If equipment is allowed to deteriorate, or if other factors such as lack of vendor support or obsolescence become significant then wear out may become an issue. The life of an equipment item is frequently divided into three phases:
- Burn in (early life)
- Useful life (constant failure rate)
- Wear out (deterioration and increasing failure rate)
When reliability data are extracted from a reliability database, it is normal practice to assume that burn-in failures are removed by quality testing prior to installation. An example is OREDA where it is specifically stated that failures are removed by quality testing prior to installation for the database.
In addition, most items in the database will be the subject of a maintenance or replacement policy that largely eliminates wear-out failures.
Where equipment is considered to be exhibiting wear out an alternative distribution (such as the Weibull distribution) may be considered.
Whilst it is possible to use Weibull distributions for failure in the simulation models based on assumed wear out factors, this becomes a problem when there is little factual information to derive the shape factor for the equipment under consideration. Therefore an alternative approach (using sensitivity analysis) can be used providing greater transparency of the data values assumed.

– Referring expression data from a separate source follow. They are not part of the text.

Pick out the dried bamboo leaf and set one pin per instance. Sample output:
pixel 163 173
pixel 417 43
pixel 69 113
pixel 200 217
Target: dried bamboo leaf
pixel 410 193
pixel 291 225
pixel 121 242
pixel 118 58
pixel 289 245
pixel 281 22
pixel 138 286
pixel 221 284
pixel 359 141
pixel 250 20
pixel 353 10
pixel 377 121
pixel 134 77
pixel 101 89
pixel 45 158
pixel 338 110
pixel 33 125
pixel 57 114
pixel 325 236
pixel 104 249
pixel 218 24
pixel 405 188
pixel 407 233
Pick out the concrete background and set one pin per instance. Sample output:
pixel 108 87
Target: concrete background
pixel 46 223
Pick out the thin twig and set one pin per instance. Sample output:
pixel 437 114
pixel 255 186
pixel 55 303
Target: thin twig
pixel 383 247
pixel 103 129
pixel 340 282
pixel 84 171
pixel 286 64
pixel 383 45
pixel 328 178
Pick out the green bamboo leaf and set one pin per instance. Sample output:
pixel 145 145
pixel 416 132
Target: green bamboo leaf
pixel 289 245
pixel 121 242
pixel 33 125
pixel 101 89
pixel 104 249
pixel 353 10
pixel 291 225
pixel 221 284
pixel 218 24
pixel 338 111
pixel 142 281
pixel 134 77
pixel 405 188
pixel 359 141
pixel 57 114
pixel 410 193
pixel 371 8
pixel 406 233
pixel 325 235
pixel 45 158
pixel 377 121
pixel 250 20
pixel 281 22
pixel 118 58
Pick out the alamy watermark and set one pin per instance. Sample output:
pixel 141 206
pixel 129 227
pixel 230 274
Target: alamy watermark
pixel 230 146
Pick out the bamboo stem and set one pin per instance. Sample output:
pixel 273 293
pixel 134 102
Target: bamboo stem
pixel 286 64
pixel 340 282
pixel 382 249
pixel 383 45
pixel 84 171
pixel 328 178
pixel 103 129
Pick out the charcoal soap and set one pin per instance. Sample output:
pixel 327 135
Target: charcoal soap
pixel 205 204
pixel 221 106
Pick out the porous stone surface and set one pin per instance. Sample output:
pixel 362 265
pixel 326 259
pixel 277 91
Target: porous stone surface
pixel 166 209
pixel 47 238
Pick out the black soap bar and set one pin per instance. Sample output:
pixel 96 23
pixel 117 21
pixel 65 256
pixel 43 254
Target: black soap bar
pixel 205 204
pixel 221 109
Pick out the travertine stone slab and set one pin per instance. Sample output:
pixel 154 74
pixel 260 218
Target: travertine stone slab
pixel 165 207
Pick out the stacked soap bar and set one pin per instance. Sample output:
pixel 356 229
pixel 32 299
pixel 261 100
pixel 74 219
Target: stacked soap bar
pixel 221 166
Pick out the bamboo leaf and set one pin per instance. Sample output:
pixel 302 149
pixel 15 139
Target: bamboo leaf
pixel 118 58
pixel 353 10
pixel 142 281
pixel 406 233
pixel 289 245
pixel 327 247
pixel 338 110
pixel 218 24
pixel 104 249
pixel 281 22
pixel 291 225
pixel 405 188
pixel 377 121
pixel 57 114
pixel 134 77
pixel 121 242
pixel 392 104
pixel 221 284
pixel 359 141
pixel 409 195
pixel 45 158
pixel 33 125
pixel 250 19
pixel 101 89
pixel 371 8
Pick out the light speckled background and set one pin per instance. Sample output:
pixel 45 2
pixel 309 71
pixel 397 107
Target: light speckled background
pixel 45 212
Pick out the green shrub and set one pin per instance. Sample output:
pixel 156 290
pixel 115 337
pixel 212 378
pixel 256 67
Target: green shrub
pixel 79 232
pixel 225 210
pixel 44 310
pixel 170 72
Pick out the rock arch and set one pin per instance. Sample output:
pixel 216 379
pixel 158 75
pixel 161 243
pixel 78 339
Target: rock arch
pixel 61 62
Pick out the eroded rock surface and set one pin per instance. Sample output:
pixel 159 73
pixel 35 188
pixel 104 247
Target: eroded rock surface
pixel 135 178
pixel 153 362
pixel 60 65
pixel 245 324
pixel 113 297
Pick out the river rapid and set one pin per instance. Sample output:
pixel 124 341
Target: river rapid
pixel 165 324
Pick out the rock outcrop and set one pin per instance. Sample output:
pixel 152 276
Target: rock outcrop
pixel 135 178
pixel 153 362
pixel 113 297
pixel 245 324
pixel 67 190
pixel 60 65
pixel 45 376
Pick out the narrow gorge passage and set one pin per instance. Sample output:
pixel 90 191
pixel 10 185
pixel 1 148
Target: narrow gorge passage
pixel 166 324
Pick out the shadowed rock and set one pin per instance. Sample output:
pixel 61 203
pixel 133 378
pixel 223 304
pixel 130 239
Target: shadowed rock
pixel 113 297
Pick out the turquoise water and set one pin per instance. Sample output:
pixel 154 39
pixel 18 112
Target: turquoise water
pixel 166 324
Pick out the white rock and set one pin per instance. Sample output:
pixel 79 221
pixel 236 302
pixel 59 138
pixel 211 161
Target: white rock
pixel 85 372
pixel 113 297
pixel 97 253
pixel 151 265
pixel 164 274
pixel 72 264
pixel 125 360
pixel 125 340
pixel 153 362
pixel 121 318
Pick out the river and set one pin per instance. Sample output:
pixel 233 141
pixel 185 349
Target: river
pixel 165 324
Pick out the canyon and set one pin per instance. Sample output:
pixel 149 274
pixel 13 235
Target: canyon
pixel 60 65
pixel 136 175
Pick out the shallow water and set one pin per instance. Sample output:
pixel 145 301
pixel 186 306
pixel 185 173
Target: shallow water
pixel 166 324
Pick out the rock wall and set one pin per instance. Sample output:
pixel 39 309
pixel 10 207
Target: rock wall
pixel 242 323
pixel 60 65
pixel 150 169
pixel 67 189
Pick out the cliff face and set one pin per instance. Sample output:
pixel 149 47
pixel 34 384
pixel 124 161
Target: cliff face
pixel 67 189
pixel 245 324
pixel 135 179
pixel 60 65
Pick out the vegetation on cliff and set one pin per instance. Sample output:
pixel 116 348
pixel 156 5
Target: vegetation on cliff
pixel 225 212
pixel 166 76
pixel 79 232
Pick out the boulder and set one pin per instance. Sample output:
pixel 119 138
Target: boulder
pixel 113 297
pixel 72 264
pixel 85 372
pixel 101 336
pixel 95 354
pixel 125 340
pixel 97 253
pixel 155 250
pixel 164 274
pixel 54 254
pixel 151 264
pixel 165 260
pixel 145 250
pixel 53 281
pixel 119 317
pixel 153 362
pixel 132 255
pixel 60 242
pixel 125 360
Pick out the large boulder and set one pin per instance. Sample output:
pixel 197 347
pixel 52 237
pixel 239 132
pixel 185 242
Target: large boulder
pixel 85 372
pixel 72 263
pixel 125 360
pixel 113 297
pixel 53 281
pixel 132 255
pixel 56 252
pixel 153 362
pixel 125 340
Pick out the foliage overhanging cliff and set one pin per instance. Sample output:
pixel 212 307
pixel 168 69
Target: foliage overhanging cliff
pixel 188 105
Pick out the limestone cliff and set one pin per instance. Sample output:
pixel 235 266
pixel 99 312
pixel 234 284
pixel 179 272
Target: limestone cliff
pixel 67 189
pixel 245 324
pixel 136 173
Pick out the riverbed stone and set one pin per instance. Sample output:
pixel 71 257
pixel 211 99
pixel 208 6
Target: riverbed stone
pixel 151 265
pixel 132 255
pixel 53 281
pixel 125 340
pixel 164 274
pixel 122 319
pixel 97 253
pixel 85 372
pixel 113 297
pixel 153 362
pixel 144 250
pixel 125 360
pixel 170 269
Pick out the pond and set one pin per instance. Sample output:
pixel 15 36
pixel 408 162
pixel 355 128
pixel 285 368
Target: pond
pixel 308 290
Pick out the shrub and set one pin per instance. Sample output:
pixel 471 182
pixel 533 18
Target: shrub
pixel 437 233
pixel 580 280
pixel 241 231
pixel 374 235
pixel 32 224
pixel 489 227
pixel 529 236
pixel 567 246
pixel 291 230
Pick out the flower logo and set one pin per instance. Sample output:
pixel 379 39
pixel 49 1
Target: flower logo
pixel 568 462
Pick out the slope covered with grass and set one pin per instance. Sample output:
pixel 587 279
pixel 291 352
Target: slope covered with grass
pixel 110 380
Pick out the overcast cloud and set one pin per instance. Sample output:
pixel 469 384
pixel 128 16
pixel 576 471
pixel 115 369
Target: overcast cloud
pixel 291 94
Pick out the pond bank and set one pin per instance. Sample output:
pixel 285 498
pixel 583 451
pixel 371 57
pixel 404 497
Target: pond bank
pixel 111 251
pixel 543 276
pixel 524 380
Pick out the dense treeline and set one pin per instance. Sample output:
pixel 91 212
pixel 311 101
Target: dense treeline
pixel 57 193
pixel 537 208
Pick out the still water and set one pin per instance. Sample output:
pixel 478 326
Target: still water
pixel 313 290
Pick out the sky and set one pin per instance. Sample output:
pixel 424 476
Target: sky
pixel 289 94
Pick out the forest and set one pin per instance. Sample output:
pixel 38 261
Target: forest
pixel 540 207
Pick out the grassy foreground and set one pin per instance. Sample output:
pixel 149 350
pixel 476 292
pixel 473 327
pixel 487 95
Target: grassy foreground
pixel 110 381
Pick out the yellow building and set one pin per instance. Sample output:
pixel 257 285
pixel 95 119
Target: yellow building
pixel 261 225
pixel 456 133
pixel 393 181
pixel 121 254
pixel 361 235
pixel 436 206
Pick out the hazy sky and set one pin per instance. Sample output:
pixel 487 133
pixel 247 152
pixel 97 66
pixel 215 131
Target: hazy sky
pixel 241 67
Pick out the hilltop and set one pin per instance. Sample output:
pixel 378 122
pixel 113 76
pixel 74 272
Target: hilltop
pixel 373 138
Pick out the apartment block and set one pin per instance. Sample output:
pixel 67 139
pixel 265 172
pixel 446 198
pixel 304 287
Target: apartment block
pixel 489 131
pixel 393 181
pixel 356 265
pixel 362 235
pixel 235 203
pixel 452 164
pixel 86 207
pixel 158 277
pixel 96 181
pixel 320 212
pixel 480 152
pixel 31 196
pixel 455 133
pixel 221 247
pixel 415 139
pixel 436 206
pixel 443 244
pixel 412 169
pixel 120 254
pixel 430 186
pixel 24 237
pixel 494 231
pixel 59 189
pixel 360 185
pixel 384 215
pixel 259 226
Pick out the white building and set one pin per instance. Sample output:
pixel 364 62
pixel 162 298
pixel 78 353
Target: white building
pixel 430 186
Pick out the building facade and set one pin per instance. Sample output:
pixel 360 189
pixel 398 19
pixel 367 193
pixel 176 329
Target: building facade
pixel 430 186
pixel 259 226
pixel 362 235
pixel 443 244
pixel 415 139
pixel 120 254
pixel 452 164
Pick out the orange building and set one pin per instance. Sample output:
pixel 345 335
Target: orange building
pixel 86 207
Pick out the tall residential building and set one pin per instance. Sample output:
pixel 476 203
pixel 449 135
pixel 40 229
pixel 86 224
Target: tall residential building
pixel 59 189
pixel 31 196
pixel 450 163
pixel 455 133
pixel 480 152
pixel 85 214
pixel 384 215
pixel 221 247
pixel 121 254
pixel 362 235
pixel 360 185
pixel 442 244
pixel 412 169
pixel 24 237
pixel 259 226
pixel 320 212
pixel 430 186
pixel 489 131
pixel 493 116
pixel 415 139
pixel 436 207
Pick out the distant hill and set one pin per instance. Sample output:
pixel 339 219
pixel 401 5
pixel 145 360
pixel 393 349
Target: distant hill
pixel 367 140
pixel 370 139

For example, taking a normally unmanned installation namely:
- After 5 years equipment failure rate increases by 10%
- After 9 years equipment failure rate increases by 25%
In Maros and Taro, this can be modelled using the transient feature for the failure modes:
Click in Add and change the absolute value for the mean time to failure accordingly:
The results are presented in the figure below:
For the wear out scenario (Case 1), the effect of equipment aging found to be minimal, reducing the through life efficiency by 0.05%. Another noticeable trend is the large performance differential in terms of equipment reliability in later life, there is only a small impact to system performance. This outlines a very important concept – the impact is a combination of capacity, production rate and availability. Thus the relatively small efficiency change is a result of the increasing availability of spare capacity due to production decline as the equipment ages i.e. the decrease in reliability is (in part) offset by increasing redundancy.
The effect of equipment ageing (decreasing reliability) on the above values has been shown to be partly offset by the naturally decreasing production rates of our system that will effectively increase the installed redundancy after production plateau. The field production efficiency in later life is dependent both on the level reduction of equipment reliability and the amount of tail off in production.